У нее показались на глазах слезы, она быстро отвернулась к стене. За окном послышался вдруг мерный и частый звук, который постепенно приближался. Было похоже на громкое тиканье будильника.

– Что это? – спросил Блохин.

– Это? – Девушка прерывисто вздохнула и посмотрела в темное окно. – Сторож… В колотушку стучит.

– В колотушку? – переспросил Блохин, с изумлением прислушиваясь: до сих пор он никогда не слышал колотушки. – Зачем же в колотушку?

– Не знаю, – неохотно отозвалась девушка. – Стучит… Стучит, а мне иногда кажется, будто это в голове у меня стучит.

«Так-ток-так-ток-так-ток», – раздавался унылый, теперь удаляющийся звук, а Блохин с удивлением, даже с некоторым страхом смотрел на сидящую перед ним девушку и думал, как тоскливо действительно жить в таком доме.

– Но как же это… – громко начал он. – Так же нельзя! Это же черт знает что за жизнь! Почему вы… Я понимаю, конечно, ваша мама… Но мама ваша – пожилой человек! Ее-то жизнь прошла, и у нее потом была совершенно другая жизнь, она родилась до революции, она привыкла так жить… Но вы! Поговорите же с ней, объясните ей! Ну, хотите, я с ней поговорю?

– Не надо, – умоляюще сказала девушка. – Прошу вас, не надо! Это ни к чему не приведет. Вы думаете, я не говорила ей? Сколько раз! Но я одна здесь, поддержать меня некому, и вот привыкла. Да и не я одна такая – сколько у нас таких, если бы вы знали! Привыкаем… Ведь мы – невесты, нас нужно беречь, чтобы как можно выгодней потом выдать замуж. А уж как тяжело другой раз, если бы вы знали! Вам мама говорила, что у нас профессора жили, – я слышала. Врет она! Никто у нас не жил. Поживут неделю и уйдут, поживут и уйдут. А я сколько уж лет живу. Иногда разозлюсь, так бы вот и разбила этот проклятый дом с овцами да с поросятами!

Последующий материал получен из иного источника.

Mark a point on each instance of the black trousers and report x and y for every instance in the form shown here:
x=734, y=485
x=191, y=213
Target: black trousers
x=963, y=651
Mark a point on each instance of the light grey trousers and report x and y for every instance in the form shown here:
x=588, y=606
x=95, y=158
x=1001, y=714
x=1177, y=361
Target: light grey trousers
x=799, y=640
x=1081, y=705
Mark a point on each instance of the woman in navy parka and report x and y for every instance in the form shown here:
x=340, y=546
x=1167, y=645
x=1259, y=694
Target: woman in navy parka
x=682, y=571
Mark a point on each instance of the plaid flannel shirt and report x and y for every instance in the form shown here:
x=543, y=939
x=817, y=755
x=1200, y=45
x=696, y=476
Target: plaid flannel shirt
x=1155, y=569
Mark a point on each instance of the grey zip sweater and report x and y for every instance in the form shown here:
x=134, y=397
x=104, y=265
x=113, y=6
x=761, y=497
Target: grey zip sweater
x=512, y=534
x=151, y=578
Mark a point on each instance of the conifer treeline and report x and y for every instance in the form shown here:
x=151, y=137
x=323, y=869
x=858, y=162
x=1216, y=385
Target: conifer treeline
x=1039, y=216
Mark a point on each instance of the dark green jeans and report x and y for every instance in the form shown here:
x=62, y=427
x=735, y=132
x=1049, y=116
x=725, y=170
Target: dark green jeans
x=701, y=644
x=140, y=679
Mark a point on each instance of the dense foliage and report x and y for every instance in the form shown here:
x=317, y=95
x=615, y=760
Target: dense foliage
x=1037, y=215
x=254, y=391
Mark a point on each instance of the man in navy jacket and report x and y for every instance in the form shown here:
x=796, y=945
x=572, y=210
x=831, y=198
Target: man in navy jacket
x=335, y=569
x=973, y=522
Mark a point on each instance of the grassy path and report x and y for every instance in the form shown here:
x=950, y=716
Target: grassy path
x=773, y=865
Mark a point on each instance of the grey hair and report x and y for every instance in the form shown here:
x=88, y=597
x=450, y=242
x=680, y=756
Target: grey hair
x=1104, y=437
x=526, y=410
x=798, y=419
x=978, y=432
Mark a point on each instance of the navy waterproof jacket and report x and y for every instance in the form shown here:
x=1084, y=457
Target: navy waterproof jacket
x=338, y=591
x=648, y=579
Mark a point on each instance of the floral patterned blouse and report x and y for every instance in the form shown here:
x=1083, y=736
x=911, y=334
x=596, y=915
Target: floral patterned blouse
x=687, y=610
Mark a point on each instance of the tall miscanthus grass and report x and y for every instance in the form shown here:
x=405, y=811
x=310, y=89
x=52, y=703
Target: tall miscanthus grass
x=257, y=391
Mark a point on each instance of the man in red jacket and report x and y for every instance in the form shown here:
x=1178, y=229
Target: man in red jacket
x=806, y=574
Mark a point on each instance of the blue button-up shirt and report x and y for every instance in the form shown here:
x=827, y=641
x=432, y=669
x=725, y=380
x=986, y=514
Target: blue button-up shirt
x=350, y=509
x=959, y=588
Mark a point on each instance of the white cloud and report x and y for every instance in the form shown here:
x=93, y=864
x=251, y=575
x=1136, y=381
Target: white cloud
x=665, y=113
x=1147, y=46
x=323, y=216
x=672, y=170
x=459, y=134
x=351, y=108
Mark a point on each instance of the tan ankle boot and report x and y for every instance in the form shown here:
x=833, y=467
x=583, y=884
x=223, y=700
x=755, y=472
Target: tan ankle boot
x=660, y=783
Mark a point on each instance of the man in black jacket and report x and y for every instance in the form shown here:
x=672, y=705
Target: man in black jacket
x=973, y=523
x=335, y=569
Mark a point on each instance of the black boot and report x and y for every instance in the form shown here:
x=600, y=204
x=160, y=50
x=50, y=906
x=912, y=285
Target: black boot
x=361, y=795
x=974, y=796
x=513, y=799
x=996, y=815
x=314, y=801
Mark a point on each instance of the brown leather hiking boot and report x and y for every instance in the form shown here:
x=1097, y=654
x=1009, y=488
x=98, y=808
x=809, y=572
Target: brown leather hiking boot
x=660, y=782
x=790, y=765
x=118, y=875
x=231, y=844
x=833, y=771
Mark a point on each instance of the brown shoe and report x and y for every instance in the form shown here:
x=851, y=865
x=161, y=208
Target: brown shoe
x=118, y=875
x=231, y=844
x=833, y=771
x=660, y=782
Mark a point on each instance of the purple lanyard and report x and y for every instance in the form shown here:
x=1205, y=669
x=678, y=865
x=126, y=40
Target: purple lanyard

– Так уходите отсюда, уходите! – взволнованно сказал Блохин.

– Уйти… Вы думаете, я не хотела? Да что толку… Куда пойдешь? Кому я нужна? Ни знаний, ни специальности, ни родных, никого в целом свете нет…

В коридоре послышались шаги, девушка сразу замолчала, прикусила губу. Пришла хозяйка. Она поставила ведро у двери, хмуро глянула на Блохина, на дочь, разделась и прошла к себе.

– Чай будете пить? – спросила она через минуту из комнаты.

– Нет, спасибо… – с усилием ответил Блохин. У него как-то странно сжималось сердце, от разговора в груди остался какой-то горький осадок, было почему-то неприятно и стыдно. Девушка не смотрела больше на него, торопливо продергивала нитки в вышивке, маленькие ее руки, загрубевшие от работы на холоде, дрожали. Блохин не мог видеть больше этих дрожащих рук, встал и пошел в свою комнату.

– Постойте! – испуганно сказала девушка.

Блохин обернулся. Прижимая к груди руки, девушка выбралась из-за стола, подошла к нему. Скулы и уши ее жарко горели, по глазам было видно, что ей тоже стыдно чего-то.

– Почему вы уходите? – тихо спросила она, глядя на Блохина так, что он начал пугаться. – Я вам рассказала про себя, потому что…

– Таня! – крикнула вдруг из своей комнаты хозяйка.

– Потому что я давно ни с кем…

– Таня! Иди сюда! Ты что там шепчешься, бесстыдница!

– Сейчас! – злобно и страдальчески откликнулась девушка и топнула ногой.

– Что? Ты слышишь, что я сказала? – Послышались решительные шаги хозяйки. Девушка с мучительным стыдом посмотрела на Блохина.

– Мы с вами поговорим еще, хорошо? – шепнула она быстро, обдав его теплым детским дыханием, и ушла.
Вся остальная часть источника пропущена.